A prolonged slump in the real estate sector has yet to show signs of significant turnaround, with many pre-sold apartments still under construction. More cities have eased housing purchase restrictions in the last few weeks in a bid to bolster sales.
Housing policy details expected
Officials from the housing ministry, central bank and financial regulator are scheduled Friday afternoon to hold a press conference about policies to support the delivery of homes.
Dan Wang, chief economist at Hang Seng Bank (China), said in an interview late last month she expected China’s property market to stabilize by the end of next year.
“It actually looks to me the policy succeeded, in a very brutal way because it’s happening too fast, because it’s essentially stopped speculation,” she said.
While the real estate slump has weighed in particular on middle-class wealth, she pointed out the economy overall has held up.
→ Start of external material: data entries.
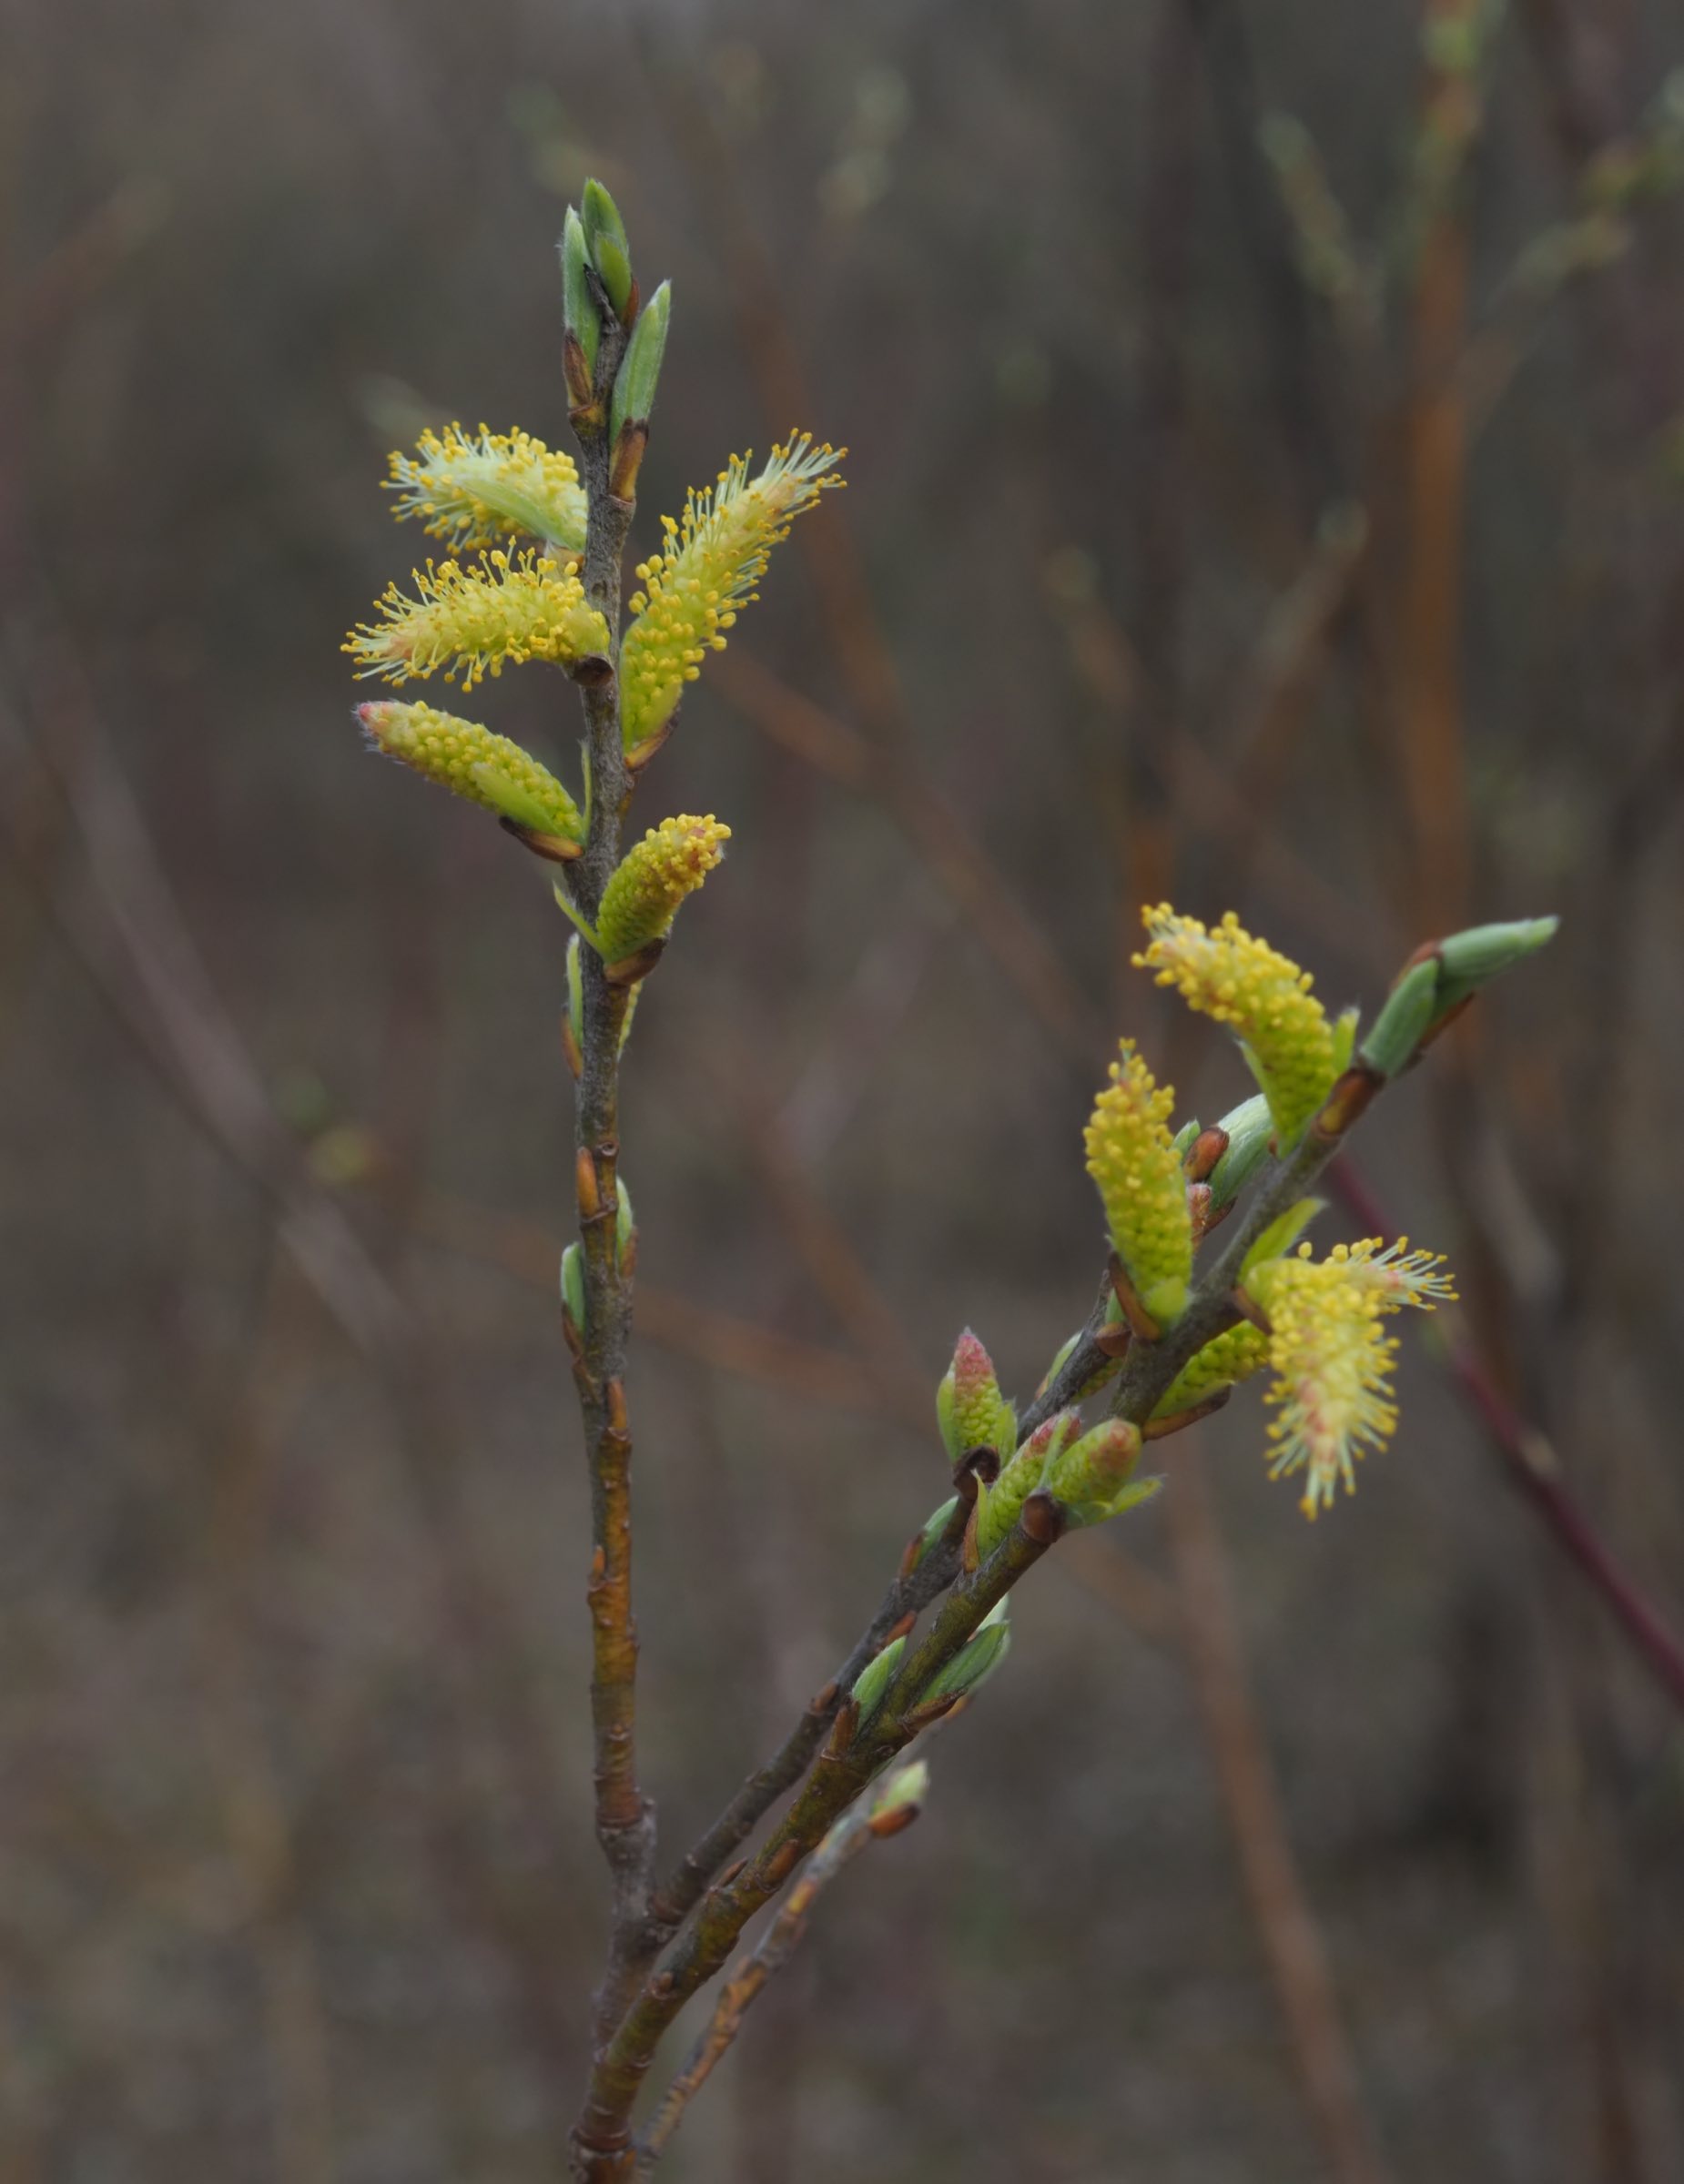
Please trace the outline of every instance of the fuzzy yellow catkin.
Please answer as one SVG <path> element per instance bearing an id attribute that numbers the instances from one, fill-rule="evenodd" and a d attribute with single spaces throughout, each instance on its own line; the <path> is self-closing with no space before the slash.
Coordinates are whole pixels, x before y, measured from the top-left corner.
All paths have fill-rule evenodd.
<path id="1" fill-rule="evenodd" d="M 1354 1491 L 1356 1459 L 1396 1429 L 1397 1343 L 1381 1324 L 1381 1290 L 1353 1279 L 1346 1261 L 1272 1259 L 1247 1276 L 1246 1289 L 1270 1324 L 1270 1475 L 1302 1471 L 1304 1512 L 1314 1517 L 1332 1504 L 1342 1481 Z"/>
<path id="2" fill-rule="evenodd" d="M 571 665 L 608 649 L 608 625 L 586 606 L 578 578 L 530 551 L 499 551 L 475 564 L 429 561 L 413 581 L 416 598 L 388 585 L 376 602 L 384 619 L 360 622 L 346 639 L 359 675 L 409 682 L 442 668 L 447 682 L 460 674 L 472 690 L 510 662 Z"/>
<path id="3" fill-rule="evenodd" d="M 621 963 L 661 939 L 686 895 L 725 854 L 731 829 L 711 814 L 663 819 L 615 867 L 603 890 L 596 942 L 605 963 Z"/>
<path id="4" fill-rule="evenodd" d="M 1111 1080 L 1085 1132 L 1088 1173 L 1135 1294 L 1167 1326 L 1187 1302 L 1192 1274 L 1187 1178 L 1169 1131 L 1175 1095 L 1154 1083 L 1131 1039 L 1111 1064 Z"/>
<path id="5" fill-rule="evenodd" d="M 1136 966 L 1239 1034 L 1283 1147 L 1294 1144 L 1338 1074 L 1334 1027 L 1309 973 L 1248 933 L 1232 910 L 1213 928 L 1168 903 L 1142 915 L 1148 944 Z"/>
<path id="6" fill-rule="evenodd" d="M 359 705 L 357 718 L 388 757 L 401 759 L 452 795 L 539 834 L 583 838 L 578 805 L 547 766 L 508 736 L 436 706 L 396 698 Z"/>
<path id="7" fill-rule="evenodd" d="M 584 488 L 569 455 L 555 453 L 518 428 L 477 434 L 461 425 L 423 432 L 414 455 L 390 458 L 386 490 L 399 495 L 392 513 L 425 526 L 456 553 L 495 546 L 525 534 L 584 551 Z"/>
<path id="8" fill-rule="evenodd" d="M 628 751 L 659 734 L 708 652 L 725 650 L 737 609 L 758 597 L 754 586 L 773 547 L 820 493 L 842 483 L 834 466 L 846 452 L 815 447 L 810 434 L 796 433 L 772 450 L 755 478 L 748 458 L 734 455 L 713 485 L 689 494 L 677 521 L 662 517 L 665 541 L 638 563 L 643 589 L 629 602 L 632 620 L 620 652 Z"/>

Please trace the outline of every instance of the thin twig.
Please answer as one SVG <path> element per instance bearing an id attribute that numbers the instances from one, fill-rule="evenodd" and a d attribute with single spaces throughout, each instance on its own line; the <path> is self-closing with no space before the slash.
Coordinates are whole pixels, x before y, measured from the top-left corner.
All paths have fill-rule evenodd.
<path id="1" fill-rule="evenodd" d="M 1273 1165 L 1249 1210 L 1223 1232 L 1228 1241 L 1200 1278 L 1181 1319 L 1159 1341 L 1131 1346 L 1111 1399 L 1114 1417 L 1144 1424 L 1194 1352 L 1233 1324 L 1233 1299 L 1246 1254 L 1269 1223 L 1304 1195 L 1378 1089 L 1377 1081 L 1360 1069 L 1339 1080 L 1296 1149 Z M 1101 1361 L 1103 1353 L 1092 1340 L 1097 1320 L 1096 1308 L 1085 1339 L 1020 1421 L 1024 1432 L 1032 1432 L 1042 1418 L 1061 1407 Z M 674 2017 L 721 1969 L 744 1926 L 816 1848 L 831 1822 L 916 1734 L 922 1725 L 921 1694 L 974 1635 L 983 1617 L 1053 1545 L 1062 1523 L 1056 1503 L 1041 1494 L 1030 1497 L 1015 1528 L 979 1569 L 958 1580 L 928 1633 L 908 1648 L 869 1734 L 856 1736 L 839 1695 L 833 1702 L 837 1712 L 831 1735 L 800 1796 L 743 1870 L 708 1892 L 688 1932 L 644 1983 L 598 2055 L 586 2110 L 593 2136 L 612 2143 L 616 2134 L 625 2133 L 639 2088 Z"/>
<path id="2" fill-rule="evenodd" d="M 613 449 L 604 423 L 609 390 L 625 349 L 611 311 L 596 357 L 593 421 L 576 420 L 586 499 L 585 597 L 608 625 L 609 656 L 619 651 L 626 532 L 633 504 L 611 487 Z M 577 907 L 596 915 L 620 855 L 621 824 L 632 777 L 621 743 L 617 677 L 582 687 L 590 767 L 591 823 L 568 885 Z M 583 1067 L 574 1102 L 579 1228 L 584 1262 L 585 1324 L 578 1330 L 573 1377 L 591 1477 L 591 1719 L 594 1737 L 596 1837 L 613 1881 L 608 1962 L 597 1990 L 600 2042 L 618 2022 L 653 1961 L 644 1938 L 654 1871 L 655 1818 L 637 1779 L 637 1626 L 632 1613 L 632 1435 L 625 1400 L 632 1277 L 619 1240 L 620 1046 L 629 989 L 611 984 L 593 948 L 583 947 Z M 604 2134 L 589 2115 L 573 2134 L 581 2177 L 607 2184 L 631 2173 L 624 2130 Z"/>
<path id="3" fill-rule="evenodd" d="M 726 1977 L 714 2004 L 713 2015 L 663 2095 L 654 2118 L 644 2134 L 644 2173 L 654 2169 L 668 2139 L 683 2121 L 685 2109 L 741 2032 L 744 2017 L 767 1982 L 776 1978 L 794 1956 L 820 1895 L 868 1843 L 887 1832 L 874 1825 L 877 1803 L 876 1799 L 870 1805 L 862 1802 L 836 1823 L 813 1853 L 806 1871 L 789 1891 L 765 1936 Z M 893 1832 L 898 1833 L 908 1820 L 916 1818 L 917 1811 L 913 1805 L 897 1807 Z"/>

“Data quality aside, it seems like the economy is able to compensate for a big loss in the housing market by industrial investment and manufacturing,” Wang said. “It has showed some strength in the way the Chinese economy is organized and how its industrial policy has been done.”
China’s official GDP grew by 5.3% in the first quarter versus a year ago, better than expectations for a 4.6% increase. The country has set a target of around 5% GDP growth for 2024.
The EU Chamber of Commerce in China told reporters last week that recent economic pressures appear cyclical, and that it’s more important for foreign businesses to see an increase in domestic demand rather than industrial investment.
Retail sales grew by 6.8% year-on-year during a recent holiday period from April 29 to May 3, according to China’s Ministry of Commerce.
The ministry said retail sales of home appliances rose by 7.9% during that time, while that of automobiles climbed by 4.8%, boosted by nationwide trade-in incentives.